Damián Alguera

Personal information
- Full name: Edgar Damián Alguera Mercado
- Date of birth: 11 February 2004 (age 22)
- Place of birth: San Jose, California, United States
- Height: 1.85 m (6 ft 1 in)
- Position: Goalkeeper

Youth career
- 2019: De Anza Force
- 2019–2020: Sporting Kansas City
- 2020–2021: San Jose Earthquakes
- 2021–2022: Philadelphia Union
- 2023: San Jose Earthquakes
- 2024–: Breakers FC

College career
- Years: Team / Apps / (Gls)
- 2022: Cal State Bakersfield Roadrunners / 4 / (0)

Senior career*
- Years: Team / Apps / (Gls)
- 2022: Philadelphia Union II / 0 / (0)

International career^{‡}
- 2019: United States U15 / 7 / (0)
- 2022: El Salvador U20 / 4 / (0)
- 2021–: El Salvador / 1 / (0)

= Damián Alguera =

Salvadoran footballer (born 2004)

Edgar Damián Alguera Mercado (born 11 February 2004) is a professional footballer who plays as a goalkeeper. Born in the United States, Alguera plays for the El Salvador national team.

==Career==
Alguera is a youth product of De Anza Force, and the academies of Sporting Kansas City and San Jose Earthquakes. He signed with Philadelphia Union II in 2021.

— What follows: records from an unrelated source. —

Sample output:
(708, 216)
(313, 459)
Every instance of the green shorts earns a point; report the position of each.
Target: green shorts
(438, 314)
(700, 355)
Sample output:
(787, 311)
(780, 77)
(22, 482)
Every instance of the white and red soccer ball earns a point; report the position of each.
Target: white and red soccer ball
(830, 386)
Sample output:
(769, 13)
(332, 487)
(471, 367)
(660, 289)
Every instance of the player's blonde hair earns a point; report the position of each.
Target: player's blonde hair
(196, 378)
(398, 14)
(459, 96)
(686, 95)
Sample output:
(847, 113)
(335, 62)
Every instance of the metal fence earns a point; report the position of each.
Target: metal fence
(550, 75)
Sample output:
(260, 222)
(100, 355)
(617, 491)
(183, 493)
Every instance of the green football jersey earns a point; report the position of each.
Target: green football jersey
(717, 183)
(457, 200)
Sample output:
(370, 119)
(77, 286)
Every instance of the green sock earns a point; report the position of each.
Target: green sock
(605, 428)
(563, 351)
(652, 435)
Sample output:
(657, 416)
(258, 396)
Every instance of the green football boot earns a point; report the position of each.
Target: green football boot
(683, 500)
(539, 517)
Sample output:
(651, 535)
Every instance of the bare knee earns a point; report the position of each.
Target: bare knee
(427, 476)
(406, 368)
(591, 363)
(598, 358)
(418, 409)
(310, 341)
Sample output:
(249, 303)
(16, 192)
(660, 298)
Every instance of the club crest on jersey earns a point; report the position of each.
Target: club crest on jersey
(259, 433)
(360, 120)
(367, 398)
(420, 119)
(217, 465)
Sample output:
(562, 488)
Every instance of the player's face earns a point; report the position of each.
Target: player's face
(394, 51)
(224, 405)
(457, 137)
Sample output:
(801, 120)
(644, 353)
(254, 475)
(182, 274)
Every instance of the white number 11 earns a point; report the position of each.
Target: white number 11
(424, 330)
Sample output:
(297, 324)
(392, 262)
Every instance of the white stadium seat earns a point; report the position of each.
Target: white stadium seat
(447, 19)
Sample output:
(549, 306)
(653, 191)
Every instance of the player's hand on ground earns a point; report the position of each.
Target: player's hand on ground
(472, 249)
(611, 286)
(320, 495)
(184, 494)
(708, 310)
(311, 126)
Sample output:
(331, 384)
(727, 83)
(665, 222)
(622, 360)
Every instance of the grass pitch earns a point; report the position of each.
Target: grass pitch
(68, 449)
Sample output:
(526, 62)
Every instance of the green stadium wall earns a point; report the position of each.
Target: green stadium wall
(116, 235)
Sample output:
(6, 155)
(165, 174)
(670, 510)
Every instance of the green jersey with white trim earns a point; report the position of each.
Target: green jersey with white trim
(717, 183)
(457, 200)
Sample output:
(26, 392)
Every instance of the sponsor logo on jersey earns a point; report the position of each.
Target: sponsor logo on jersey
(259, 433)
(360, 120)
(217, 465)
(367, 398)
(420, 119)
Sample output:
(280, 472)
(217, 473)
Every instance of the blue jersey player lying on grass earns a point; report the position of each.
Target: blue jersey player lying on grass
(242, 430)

In August 2024, Alguera began training with FC Martigues in France through a partnership between Martigues and Breakers FC.

==International career==
Born in the United States, Alguera is of Salvadoran descent. He represented the United States U15 in 2019. He debuted with the El Salvador national team in a friendly 2–0 loss to Guatemala on 24 September 2021.